If you prefer the columns names to be different from just the input filenames, you can also provide a sample sheet to customise them.
By default, taxpasta
uses taxonomy identifiers to merge tables. If you’re
interested in having human-readable taxon names see How-to add taxon
names.
Important caveat¶
Tip
Carefully read our background documentation on terminology and considerations for comparing results from different metagenomic profilers.
You may have noticed that when "standardising" the output from each profiler that not all columns are retained. This is because each profiler has a different way of reporting relative abundance, and will produce additional metrics (represented as additional columns) that allow for better evaluation of the accuracy or confidence in each identified taxon.

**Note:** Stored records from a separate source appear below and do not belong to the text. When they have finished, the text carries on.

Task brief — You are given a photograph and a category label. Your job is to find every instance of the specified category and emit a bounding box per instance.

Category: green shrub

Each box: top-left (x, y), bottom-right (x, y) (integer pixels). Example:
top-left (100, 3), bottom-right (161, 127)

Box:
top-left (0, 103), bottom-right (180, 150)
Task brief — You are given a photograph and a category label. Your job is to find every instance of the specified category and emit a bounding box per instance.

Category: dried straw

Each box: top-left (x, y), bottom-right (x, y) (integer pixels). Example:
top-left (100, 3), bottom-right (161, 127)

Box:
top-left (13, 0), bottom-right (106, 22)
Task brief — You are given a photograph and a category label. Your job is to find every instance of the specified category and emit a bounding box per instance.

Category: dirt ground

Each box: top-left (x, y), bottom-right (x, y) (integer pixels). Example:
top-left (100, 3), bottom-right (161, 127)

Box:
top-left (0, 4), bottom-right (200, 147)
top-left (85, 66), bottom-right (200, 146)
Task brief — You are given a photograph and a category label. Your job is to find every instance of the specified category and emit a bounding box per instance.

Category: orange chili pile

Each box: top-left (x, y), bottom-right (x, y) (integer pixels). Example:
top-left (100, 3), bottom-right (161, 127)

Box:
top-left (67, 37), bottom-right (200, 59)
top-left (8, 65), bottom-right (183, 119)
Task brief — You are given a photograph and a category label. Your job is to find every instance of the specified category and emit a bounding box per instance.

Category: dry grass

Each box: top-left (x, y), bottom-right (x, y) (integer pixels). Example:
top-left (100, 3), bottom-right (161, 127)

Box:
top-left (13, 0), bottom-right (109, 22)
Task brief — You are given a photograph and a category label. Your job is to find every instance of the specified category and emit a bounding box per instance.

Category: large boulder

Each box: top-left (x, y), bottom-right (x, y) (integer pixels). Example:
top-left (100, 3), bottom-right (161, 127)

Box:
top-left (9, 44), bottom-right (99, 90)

However, as these metrics are not consistent between each profiler, they are
also not comparable, thus in taxpasta
we only retain columns that
are conceptually comparable, i.e., taxonomy identifiers and counts. taxpasta
also therefore does not (directly) support merging across classifiers/profilers
as this needs to be done in a careful and mindful manner.

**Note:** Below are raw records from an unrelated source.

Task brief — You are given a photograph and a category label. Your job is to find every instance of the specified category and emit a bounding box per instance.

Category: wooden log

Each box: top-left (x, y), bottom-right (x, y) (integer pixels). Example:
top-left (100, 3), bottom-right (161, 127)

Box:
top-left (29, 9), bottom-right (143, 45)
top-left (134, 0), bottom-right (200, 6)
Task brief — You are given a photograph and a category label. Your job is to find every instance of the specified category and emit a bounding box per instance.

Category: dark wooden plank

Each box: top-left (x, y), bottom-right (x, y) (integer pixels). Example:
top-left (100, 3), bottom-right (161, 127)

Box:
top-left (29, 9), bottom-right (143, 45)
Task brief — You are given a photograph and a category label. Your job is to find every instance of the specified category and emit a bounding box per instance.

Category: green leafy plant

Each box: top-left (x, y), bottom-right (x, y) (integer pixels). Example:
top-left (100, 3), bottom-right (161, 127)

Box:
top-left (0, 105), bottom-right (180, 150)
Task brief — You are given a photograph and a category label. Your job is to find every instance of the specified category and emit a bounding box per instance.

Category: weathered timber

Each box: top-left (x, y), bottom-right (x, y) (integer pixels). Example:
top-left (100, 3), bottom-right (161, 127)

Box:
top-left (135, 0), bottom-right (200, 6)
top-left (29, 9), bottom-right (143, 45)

We provide examples of how to do this carefully using R and Python in the
corresponding How to Merge Across Classifiers section.

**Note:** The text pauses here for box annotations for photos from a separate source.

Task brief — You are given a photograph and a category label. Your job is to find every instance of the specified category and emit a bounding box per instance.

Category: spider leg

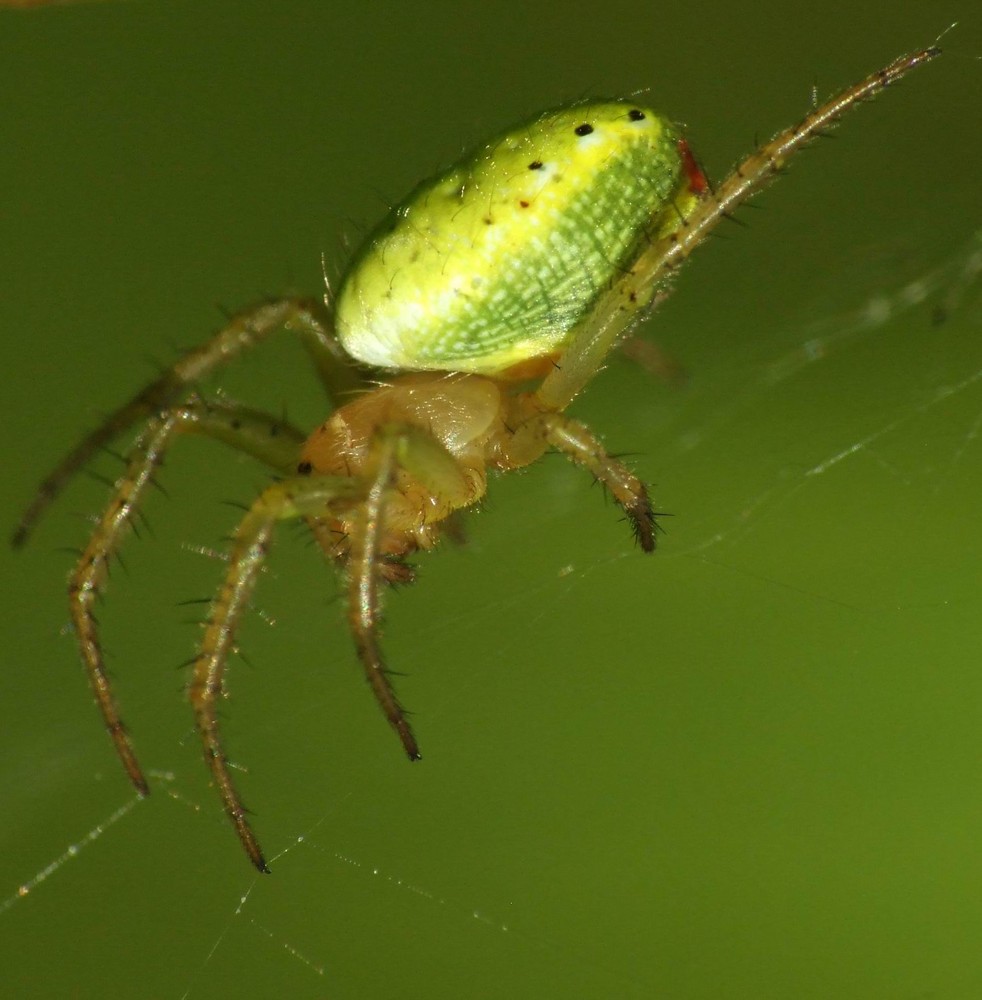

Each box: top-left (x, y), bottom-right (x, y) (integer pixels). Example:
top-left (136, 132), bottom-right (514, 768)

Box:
top-left (347, 422), bottom-right (483, 760)
top-left (68, 399), bottom-right (304, 795)
top-left (541, 413), bottom-right (655, 552)
top-left (188, 476), bottom-right (362, 872)
top-left (536, 47), bottom-right (941, 411)
top-left (11, 298), bottom-right (364, 548)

Please be aware that while taxpasta
is a utility to make comparison between
profilers easier to be performed, this does not necessarily mean that all
possible comparisons are necessarily valid - this will depend on a case-by-case
basis of your project! For example, not all taxonomies will be the same for each
tool, so a given taxonomy_id
in one profile may refer to a two different species
depending on what taxonomy a tool uses.
As an example, for simple presence-and-absence analyses (such as pathogen
screening), taxpasta
will be highly suitable for comparing sensitivity of
different tools or reference databases.
Clean Up¶
The following section uses your terminal
Once you’re happy that you’ve completed the tutorial you can clean up your workspace by removing the tutorial directory.